Éradiquer le chômage et la précarité, c’est possible : le Smic socialisé !

Voilà des dizaines d’années que le chômage et la précarité empoisonnent nos sociétés. La seule perspective donnée à la résorption du chômage est encore et toujours la croissance, une croissance aveugle qui détruit notre climat et les écosystèmes. Mais cette croissance se réduit décennie après décennie. La récession provoquée par la crise sanitaire a fait resurgir la pauvreté au premier plan et augure mal de la croissance des prochaines années.
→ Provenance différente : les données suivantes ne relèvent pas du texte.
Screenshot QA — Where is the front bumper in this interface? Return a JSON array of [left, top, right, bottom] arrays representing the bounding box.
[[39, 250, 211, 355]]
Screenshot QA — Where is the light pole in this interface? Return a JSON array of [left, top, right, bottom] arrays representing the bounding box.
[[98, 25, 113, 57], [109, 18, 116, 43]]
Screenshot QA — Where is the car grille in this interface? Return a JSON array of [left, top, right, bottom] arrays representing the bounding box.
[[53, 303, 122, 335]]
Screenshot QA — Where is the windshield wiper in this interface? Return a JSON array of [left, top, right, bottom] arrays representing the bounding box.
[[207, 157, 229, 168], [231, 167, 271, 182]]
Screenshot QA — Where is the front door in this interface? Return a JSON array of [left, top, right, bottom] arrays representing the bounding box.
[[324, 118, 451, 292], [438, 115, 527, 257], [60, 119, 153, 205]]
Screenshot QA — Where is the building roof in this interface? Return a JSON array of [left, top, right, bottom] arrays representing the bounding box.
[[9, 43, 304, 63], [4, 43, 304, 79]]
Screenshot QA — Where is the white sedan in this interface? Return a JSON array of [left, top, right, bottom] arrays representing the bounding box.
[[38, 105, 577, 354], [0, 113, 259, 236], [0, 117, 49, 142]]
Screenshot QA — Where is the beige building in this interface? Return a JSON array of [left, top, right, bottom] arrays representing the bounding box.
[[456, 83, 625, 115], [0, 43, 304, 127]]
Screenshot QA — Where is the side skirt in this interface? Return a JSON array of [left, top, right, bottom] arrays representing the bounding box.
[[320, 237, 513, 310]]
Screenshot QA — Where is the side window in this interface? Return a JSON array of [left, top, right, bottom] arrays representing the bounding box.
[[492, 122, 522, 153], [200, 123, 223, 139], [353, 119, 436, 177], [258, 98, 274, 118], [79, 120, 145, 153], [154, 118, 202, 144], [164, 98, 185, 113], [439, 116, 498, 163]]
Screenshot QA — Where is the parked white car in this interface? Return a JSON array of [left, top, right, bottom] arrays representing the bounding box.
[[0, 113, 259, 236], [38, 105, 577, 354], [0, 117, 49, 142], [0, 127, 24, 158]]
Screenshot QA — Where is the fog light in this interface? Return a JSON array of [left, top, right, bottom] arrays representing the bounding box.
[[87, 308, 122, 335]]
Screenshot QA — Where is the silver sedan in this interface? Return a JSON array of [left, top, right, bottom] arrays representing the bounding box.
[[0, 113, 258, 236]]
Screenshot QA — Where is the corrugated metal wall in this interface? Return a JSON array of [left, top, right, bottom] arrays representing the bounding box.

Contre le chômage, avons-nous réellement tout essayé ?

Le Smic Socialisé

Le Smic est le salaire minimum en dessous duquel un salarié ne peut pas être payé. Il est actuellement de 1209 euros net et de 1539 euros brut, montant que l’on peut juger insuffisant et qui peut, bien sûr, être réévalué par une décision politique. Si toute personne en capacité de travailler pouvait obtenir un emploi en étant certain de toucher au moins le Smic, nous serions alors définitivement tirés d’affaire et nos sociétés pourraient enfin se ressouder.

Or ceci n’est pas le cas. Le Smic n’est qu’une obligation faite aux employeurs en cas de contrat de travail. Les indépendants et les autoentrepreneurs n’ont absolument aucune garantie d’avoir ce niveau de revenu et nombreux sont celles et ceux qui touchent moins que ce Smic. Par ailleurs, les entreprises n’ont aucune obligation collective d’embaucher toutes les personnes qui le souhaitent et beaucoup restent sans emploi. Comment changer cette situation ?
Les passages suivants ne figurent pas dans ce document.